Лобанов присел возле столика с надписью «Начальник лаборатории». Столик был стиснут с одной стороны шкафом, с другой – стендом.
– Интересно, как там Майя Константиновна воюет, – сказал Новиков, следя за Лобановым. – На этот раз к нашим показателям не придерешься.
– Показатели – это всего лишь арифметика, – отозвался Кривицкий. На его сухом, вытянутом лице была прочно впаяна желчная усмешка, всегда несколько смущавшая Новикова.
– Вы закоренелый скептик.
– Правдивые слова не бывают приятны, приятные слова не бывают правдивыми, – сказал Кривицкий. – Вы собираетесь когда-нибудь испытывать предохранители?

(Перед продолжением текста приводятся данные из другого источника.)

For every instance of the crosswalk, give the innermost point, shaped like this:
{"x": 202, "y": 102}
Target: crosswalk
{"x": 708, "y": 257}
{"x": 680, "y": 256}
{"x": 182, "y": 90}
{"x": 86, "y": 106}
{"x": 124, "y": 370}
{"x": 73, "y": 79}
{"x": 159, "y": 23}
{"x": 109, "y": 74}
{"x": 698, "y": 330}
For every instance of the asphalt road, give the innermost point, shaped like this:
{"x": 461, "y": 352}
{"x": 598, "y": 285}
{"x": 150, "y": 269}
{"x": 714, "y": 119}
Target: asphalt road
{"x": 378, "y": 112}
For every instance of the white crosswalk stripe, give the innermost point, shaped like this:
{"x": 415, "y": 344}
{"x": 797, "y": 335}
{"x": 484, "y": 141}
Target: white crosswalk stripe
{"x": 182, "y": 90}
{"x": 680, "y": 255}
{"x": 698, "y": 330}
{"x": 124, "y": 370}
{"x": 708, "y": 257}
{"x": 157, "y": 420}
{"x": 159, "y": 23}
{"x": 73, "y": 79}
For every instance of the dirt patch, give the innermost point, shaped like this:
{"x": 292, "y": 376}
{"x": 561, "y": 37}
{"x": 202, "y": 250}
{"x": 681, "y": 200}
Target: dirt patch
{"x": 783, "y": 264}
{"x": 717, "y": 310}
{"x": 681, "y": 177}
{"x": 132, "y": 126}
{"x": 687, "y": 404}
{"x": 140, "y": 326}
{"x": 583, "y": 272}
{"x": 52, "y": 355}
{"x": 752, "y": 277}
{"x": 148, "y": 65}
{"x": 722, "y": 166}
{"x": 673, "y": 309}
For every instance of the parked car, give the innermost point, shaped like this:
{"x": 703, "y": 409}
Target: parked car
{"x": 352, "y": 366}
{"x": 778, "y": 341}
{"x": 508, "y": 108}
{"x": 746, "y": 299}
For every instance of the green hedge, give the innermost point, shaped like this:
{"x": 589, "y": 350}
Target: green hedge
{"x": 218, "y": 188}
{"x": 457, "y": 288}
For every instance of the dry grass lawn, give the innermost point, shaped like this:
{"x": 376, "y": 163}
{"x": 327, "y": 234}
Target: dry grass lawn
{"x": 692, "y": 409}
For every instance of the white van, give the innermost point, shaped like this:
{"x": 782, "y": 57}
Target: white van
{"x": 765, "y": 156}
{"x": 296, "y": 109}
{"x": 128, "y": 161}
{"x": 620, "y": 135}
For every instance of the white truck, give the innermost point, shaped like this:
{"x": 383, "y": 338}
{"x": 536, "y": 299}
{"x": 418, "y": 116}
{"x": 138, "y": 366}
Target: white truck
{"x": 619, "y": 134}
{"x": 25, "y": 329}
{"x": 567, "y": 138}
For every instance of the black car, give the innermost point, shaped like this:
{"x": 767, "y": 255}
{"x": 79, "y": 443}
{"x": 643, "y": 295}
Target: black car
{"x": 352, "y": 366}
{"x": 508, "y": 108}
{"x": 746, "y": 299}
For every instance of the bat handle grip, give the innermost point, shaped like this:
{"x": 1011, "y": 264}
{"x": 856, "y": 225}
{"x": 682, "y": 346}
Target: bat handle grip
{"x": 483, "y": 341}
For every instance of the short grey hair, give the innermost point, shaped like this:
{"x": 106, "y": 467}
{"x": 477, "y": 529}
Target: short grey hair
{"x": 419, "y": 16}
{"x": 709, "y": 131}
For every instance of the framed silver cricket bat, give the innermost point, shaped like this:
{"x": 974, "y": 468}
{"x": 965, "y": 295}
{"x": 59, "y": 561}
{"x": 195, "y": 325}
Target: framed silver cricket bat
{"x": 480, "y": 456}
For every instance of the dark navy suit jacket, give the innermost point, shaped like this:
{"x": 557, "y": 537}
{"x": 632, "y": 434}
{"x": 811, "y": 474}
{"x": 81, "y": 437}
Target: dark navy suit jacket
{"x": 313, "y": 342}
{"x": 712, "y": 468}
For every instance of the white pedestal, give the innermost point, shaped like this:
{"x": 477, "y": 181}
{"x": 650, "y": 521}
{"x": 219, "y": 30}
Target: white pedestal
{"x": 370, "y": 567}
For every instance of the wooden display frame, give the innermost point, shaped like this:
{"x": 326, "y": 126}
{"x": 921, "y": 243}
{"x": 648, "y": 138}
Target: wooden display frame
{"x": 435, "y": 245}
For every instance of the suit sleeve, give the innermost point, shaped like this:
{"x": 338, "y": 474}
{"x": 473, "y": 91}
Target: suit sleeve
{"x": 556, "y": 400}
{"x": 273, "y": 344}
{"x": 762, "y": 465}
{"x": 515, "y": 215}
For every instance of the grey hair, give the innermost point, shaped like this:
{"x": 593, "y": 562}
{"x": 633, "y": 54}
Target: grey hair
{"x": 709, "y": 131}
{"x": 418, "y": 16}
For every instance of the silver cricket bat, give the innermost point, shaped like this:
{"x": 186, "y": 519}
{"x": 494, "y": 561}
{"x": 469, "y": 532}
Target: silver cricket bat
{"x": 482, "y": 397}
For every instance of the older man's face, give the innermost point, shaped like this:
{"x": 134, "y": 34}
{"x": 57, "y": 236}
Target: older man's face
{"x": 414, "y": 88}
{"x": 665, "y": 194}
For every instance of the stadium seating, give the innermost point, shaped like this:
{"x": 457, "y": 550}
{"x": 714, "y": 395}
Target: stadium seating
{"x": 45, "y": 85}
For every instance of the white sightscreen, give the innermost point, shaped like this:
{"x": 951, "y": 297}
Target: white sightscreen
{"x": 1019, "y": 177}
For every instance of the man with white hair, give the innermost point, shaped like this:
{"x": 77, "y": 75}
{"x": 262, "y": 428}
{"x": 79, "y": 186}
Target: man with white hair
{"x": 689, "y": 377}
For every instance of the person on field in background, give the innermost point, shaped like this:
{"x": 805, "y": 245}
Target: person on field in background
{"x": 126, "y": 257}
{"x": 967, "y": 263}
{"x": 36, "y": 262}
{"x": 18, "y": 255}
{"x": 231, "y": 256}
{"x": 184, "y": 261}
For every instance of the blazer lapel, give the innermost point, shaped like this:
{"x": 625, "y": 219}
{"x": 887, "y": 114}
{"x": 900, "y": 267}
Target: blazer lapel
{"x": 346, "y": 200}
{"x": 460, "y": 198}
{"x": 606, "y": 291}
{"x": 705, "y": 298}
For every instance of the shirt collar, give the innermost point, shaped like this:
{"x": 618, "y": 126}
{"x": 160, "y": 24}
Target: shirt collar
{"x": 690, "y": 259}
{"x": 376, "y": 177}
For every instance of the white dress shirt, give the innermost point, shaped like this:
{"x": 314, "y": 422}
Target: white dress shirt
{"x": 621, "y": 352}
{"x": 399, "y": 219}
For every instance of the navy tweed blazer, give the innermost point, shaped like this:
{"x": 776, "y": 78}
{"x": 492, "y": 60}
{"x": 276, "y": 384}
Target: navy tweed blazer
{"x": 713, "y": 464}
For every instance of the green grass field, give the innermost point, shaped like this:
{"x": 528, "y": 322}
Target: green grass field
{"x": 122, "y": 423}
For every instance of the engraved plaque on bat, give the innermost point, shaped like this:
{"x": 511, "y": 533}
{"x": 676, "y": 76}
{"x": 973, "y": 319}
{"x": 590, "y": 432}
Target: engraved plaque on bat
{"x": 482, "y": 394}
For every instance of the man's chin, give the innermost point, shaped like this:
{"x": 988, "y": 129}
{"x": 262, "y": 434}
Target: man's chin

– Не собираюсь, – с удовольствием ответил Новиков. – Мне поручено составить инструкцию. Это куда приятней, чем без конца испытывать одни и те же предохранители.
– Вас, очевидно, прельщает не сама инструкция, а последняя строка: «Составил инженер Новиков».
– А хотя бы и так, – засмеялся Новиков, сдувая пушинку с рукава своего тщательно отглаженного костюма. – Во всяком случае, это более творческая работа.
Стройный, щеголеватый, он располагал к себе какой-то откровенной беззаботностью. Кривицкий улыбнулся одними губами:
– Вы никогда не открыли бы своего призвания к составлению инструкций, если бы не ваше желание оправдать свое легкомыслие.